Marc A. Scorca: Ned has done so much vocal work, not as much opera.
Paulette Haupt: Oh, really? More what?
Marc A. Scorca: More songs. Great with song literature, but a wonderful, wonderful composer in the song literature.
Paulette Haupt: Well, I hope Roger Ames finds his due. He has a plethora of new work, that has not really been heard or seen yet. Even Amarantha which didn't go past NOI. So there's still a lot of work to be done out there, but OPERA America's doing it.
Marc A. Scorca: We're trying. Paulette, if we succeed, it's because we're walking in the footsteps that you lay down in this terrain. I remember your energy when I was at Opera Company of Philadelphia in the late '70's, and just your energy and your vision. Of course, Ed and his energy. But if we have today achieved something, it's because of the early work that you and Ed and others did.
Paulette Haupt: Thank you. You mentioned footsteps. I only wear a size six.
Marc A. Scorca: Well, it's a big size six. It's great to talk to you today.

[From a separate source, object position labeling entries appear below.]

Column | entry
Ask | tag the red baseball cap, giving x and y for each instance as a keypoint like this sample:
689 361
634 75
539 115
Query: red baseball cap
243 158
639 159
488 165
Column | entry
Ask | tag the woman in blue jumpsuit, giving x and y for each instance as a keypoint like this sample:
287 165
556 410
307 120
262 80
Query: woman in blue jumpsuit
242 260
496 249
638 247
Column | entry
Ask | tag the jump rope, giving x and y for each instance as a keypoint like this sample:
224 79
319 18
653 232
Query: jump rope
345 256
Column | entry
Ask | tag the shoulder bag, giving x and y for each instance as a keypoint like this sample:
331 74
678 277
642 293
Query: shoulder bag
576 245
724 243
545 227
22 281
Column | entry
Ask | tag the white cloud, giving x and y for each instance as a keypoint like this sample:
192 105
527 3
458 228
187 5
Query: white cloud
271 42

Paulette Haupt: You're welcome. I have a question. Composers used to orchestrate their own work. Always. But currently, I would imagine that most contemporary composers who are writing operas are not orchestrating their own work.

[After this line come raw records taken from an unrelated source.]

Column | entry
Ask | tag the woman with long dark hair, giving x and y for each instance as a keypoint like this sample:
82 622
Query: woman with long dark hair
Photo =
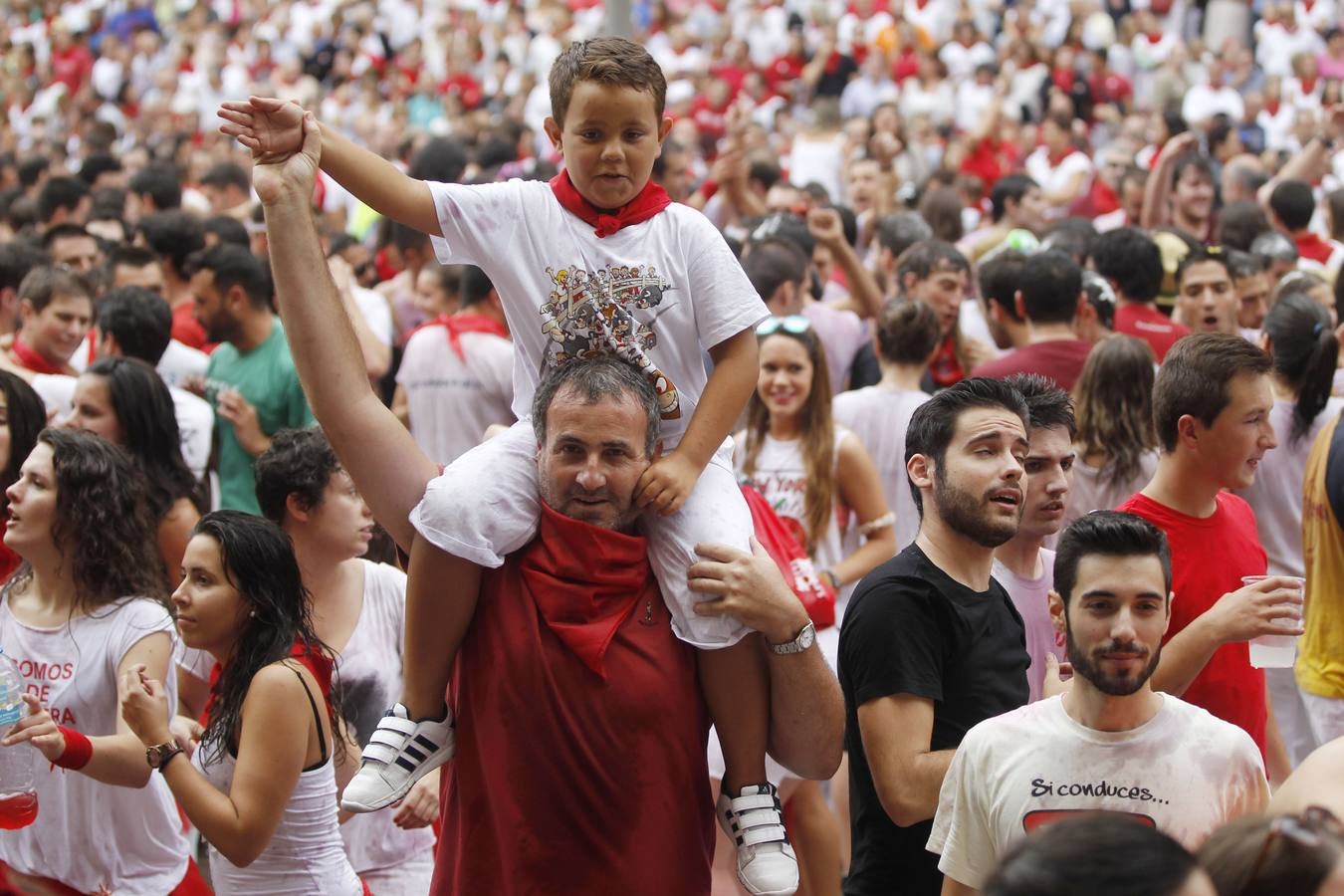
83 608
123 400
1116 442
1305 349
261 786
22 416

Marc A. Scorca: Au contraire. Most of them are orchestrating their own work.
Paulette Haupt: They are?
Marc A. Scorca: Yep. It is the rare exception, because we still make grants for new work. So we see all of these applications, and it is the rare exception when a composer is not doing the orchestration.
Paulette Haupt: Wow. That's interesting.
Marc A. Scorca: Yeah. There's lots of disagreement about whether they compose straight to full score the way Carlisle Floyd always composed to full score, or whether they do first piano, and then orchestrate. So there's always a big discussion about that, but most of the composers you hear of today do their own orchestration.

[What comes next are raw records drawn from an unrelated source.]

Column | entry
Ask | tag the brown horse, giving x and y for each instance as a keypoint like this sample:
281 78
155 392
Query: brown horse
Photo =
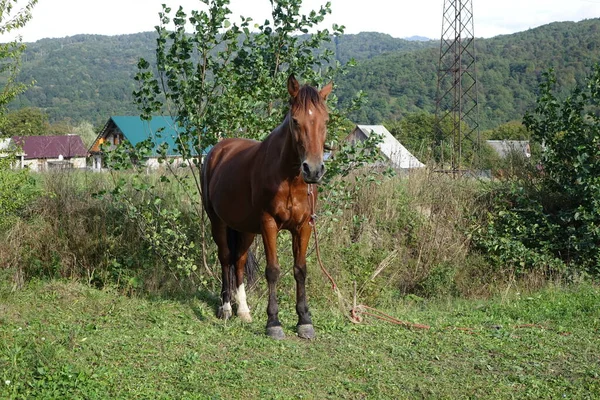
252 187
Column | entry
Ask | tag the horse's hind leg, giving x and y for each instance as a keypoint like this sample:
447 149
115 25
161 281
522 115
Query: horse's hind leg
244 241
300 239
219 232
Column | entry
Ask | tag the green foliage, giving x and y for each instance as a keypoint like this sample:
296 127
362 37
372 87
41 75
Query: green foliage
26 121
89 77
17 190
66 340
224 81
10 53
553 219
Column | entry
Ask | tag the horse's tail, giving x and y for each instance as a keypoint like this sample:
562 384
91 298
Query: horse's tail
251 267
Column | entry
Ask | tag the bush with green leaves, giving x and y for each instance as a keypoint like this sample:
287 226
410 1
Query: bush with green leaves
551 219
223 80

Paulette Haupt: Wow. That's great.
Marc A. Scorca: That's why it takes three years to do an opera.
Paulette Haupt: That's right. So if I were to go to an opera next week, what should I see?
Marc A. Scorca: Goodness gracious. There are so many interesting new works that are out there right now. And what's kind of wonderful Paulette, is the variety of scope and style. So, whether it's Jeanine Tesori's opera Blue, which is being performed by a number of companies; the operas of Terence Blanchard, Champion, and Fire Shut up in my Bones; Kevin Puts, his opera Silent Night that won the Pulitzer Prize for music a few years ago.
Paulette Haupt: Mark Campbell, right?
Marc A. Scorca: Libretto, Mark Campbell: absolutely. Kevin Puts has the new opera coming at The Met - The Hours - this year. The opera, Fellow Travelers by Gregory Spears, being performed around a lot. Laura Kaminsky's As One: Mark Campbell also was a co-librettist on that. Some of them are large scale, like Kevin Puts opera, Silent Night; some of them are small ensemble, like Laura Kaminsky's As One; some are in the middle like Fellow Travelers or Blue, so there's a real variety. Some of them infused with jazz; some of them really kind of rooted in the classical tradition. Then there's the whole experimental wing: operas by David T. Little and Du Yun; the wonderful work of Huang Ruo. So, it's quite remarkable. Lovely too these days, although so sad that he passed, the works of Daniel Catán and Florencia en el Amazonas, and Rappaccini's Daughter - really wonderful works. But again, a huge variety from experimental to romantic, based on literature or based on current events, there's a huge variety, and all of these orchestrated by the composer.
Paulette Haupt: All? Even Jeanine Tesori's, also?
Marc A. Scorca: Yep.
Paulette Haupt: Wow. Good for her. That's good to know.